One of the positives of this approach is that now you have a host for your railings, which makes adding intermediate rails and guardrails quick and easy. Using railings, it is also very easy to add steps between the bleacher rows. How? Make steps as balusters and create a railing definition with balusters only, at the correct spacing. You can also extend this idea to the seating but I decided to stick with line-based families in my case (not shown below).

Step railings

Openings One of the problems I ran into is when having to insert openings, such as Vomitory exits (I hate that term!). I was forced to split the grandstands into multiple stair sections. It would be great if the shaft tool was able to cut through stairs.

You probably want to see the stand as a continuous structure in plan, but dividing into multiple stairs results in lines between these segments which you probably don’t want to see. You have to use the linework tool to set these lines to <invisible> in multiple plan views, which can get a bit tedious.

Missing Steps Plan representations work quite well. You have subcategory control of steps above the cut line, making them easy to turn off. The only issue I noticed with the step railing mentioned above is that depending on where the cutplane was set, the step before the cut line disappeared even though it should have been visible.

Fine-tuning the view’s cutplane made this issue less evident. The other problem I ran into was when setting up a reflected ceiling plan of the underside of the press-box. By default, Revit does not represent steps in RCP views and the user cannot control this. My workaround was to overlay a correctly oriented 3D view with only stairs showing over an RCP view in a sheet. Use the section box to crop out elements so your view matches the view range of the RCP.

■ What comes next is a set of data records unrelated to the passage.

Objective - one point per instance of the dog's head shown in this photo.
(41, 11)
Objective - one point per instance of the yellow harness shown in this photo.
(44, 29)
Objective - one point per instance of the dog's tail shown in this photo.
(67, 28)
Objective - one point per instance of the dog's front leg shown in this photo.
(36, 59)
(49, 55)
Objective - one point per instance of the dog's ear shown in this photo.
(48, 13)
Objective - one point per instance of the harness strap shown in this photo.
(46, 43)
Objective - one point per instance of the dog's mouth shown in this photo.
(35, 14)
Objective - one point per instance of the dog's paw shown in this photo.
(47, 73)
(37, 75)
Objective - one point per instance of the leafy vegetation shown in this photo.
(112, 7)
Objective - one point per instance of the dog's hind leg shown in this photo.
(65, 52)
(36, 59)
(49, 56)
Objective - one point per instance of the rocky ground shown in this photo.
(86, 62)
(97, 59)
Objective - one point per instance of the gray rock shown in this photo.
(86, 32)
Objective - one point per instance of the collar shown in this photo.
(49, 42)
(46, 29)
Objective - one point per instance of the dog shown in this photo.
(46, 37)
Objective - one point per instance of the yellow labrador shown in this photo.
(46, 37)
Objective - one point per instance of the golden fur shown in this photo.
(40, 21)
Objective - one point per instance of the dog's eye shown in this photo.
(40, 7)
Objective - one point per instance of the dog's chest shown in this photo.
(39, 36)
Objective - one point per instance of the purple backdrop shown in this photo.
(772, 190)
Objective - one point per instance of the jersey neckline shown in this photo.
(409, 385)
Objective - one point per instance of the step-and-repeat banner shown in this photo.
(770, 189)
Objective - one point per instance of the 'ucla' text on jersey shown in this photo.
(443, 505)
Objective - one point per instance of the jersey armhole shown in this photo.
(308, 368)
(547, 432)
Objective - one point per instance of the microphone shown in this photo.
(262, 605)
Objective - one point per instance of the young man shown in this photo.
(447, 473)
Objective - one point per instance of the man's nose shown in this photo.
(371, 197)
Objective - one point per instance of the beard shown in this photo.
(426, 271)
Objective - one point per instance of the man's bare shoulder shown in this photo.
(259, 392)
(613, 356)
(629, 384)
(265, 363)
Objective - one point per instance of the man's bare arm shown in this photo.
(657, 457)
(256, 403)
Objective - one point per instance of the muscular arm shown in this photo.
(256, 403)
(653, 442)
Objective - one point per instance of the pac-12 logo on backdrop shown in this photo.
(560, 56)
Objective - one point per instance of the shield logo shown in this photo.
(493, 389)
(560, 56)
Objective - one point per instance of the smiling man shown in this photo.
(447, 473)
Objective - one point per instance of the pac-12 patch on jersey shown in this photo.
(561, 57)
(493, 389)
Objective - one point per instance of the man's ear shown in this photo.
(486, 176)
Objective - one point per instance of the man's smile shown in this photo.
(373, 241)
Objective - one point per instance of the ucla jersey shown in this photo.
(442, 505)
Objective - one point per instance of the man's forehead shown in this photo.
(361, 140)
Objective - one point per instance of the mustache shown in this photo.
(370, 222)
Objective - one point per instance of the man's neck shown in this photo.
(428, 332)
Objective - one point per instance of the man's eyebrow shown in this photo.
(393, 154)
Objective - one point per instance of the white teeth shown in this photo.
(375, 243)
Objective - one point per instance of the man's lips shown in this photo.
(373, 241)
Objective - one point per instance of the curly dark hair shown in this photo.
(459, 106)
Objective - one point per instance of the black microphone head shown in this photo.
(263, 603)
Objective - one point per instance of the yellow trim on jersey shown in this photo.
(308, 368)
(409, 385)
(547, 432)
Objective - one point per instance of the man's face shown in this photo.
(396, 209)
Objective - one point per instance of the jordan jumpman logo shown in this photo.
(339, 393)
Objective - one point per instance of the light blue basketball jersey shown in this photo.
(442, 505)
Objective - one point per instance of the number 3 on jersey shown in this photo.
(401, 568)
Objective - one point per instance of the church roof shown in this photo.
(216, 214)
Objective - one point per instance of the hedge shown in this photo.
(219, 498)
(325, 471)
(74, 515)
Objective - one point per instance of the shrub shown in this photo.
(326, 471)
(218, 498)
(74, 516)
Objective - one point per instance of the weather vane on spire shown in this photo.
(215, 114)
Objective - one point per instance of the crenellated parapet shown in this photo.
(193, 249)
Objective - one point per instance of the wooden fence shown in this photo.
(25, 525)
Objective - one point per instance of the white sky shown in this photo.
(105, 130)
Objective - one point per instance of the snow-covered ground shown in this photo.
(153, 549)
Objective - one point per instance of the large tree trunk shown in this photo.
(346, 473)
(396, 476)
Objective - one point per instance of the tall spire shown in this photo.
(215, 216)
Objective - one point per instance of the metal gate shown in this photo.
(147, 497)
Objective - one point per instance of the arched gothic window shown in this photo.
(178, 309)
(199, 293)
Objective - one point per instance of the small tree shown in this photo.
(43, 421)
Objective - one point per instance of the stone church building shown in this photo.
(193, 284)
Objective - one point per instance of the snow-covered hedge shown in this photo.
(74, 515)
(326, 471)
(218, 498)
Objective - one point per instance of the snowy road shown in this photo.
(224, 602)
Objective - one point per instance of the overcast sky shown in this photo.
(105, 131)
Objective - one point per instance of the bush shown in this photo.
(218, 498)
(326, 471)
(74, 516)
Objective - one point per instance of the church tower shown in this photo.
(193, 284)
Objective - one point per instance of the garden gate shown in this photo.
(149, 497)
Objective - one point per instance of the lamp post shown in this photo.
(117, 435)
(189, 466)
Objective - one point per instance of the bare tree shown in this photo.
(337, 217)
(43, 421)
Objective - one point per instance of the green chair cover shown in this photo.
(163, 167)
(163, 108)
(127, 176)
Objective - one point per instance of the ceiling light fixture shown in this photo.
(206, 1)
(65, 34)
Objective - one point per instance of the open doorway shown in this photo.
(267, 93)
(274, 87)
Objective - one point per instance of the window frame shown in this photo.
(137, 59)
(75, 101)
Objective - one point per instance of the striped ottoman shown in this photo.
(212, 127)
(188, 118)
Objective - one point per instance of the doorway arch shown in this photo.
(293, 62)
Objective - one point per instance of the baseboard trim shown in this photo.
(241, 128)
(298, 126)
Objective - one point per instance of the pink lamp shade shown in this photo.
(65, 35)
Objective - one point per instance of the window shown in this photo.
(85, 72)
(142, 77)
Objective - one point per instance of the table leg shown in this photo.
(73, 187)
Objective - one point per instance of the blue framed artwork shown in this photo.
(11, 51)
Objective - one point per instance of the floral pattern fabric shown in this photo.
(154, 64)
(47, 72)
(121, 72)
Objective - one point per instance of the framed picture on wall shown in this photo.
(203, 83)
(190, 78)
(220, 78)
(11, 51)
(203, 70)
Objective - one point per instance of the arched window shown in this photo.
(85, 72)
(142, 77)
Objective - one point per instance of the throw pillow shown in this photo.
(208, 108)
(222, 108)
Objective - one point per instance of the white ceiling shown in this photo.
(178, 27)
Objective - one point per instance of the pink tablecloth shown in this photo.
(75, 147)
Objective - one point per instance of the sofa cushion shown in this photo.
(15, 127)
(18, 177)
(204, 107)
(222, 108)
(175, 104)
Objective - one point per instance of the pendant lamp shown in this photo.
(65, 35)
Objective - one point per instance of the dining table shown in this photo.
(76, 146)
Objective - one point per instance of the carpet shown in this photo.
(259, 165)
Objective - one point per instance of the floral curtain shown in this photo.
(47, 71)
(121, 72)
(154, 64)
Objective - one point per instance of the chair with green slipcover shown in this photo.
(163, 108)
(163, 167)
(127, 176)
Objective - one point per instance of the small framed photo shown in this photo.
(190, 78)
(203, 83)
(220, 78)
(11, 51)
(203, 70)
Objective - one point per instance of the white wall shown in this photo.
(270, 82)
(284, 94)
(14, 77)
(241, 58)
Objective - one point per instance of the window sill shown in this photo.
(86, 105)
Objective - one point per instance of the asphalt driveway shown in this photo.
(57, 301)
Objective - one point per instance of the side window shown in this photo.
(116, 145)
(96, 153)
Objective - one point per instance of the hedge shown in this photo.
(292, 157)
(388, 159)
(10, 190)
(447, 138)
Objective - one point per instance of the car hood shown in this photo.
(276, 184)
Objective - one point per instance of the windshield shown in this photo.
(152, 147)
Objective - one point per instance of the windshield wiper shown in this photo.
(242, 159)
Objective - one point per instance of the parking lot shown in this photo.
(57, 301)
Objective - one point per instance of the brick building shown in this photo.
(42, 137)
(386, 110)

Note that the raker beams that support the bleachers were built with a custom Structural Framing family to obtain the required representation. Overall, stairs have worked quite well for this particular condition and I wouldn’t hesitate to use them again in the future. Do you have other tips and suggestions? Did you find better ways to solve similar conditions? Feel free to comment on this post!



Greg said...

How did you deal with the parabolic nature of seating bowls? With the riser constantly changing every couple of rows you'd have to have a series of stair objects right?

Dave Baldacchino said...

Greg, this approach is only valid for a simple stand with a single slope. For what you're describing, you have to create custom families.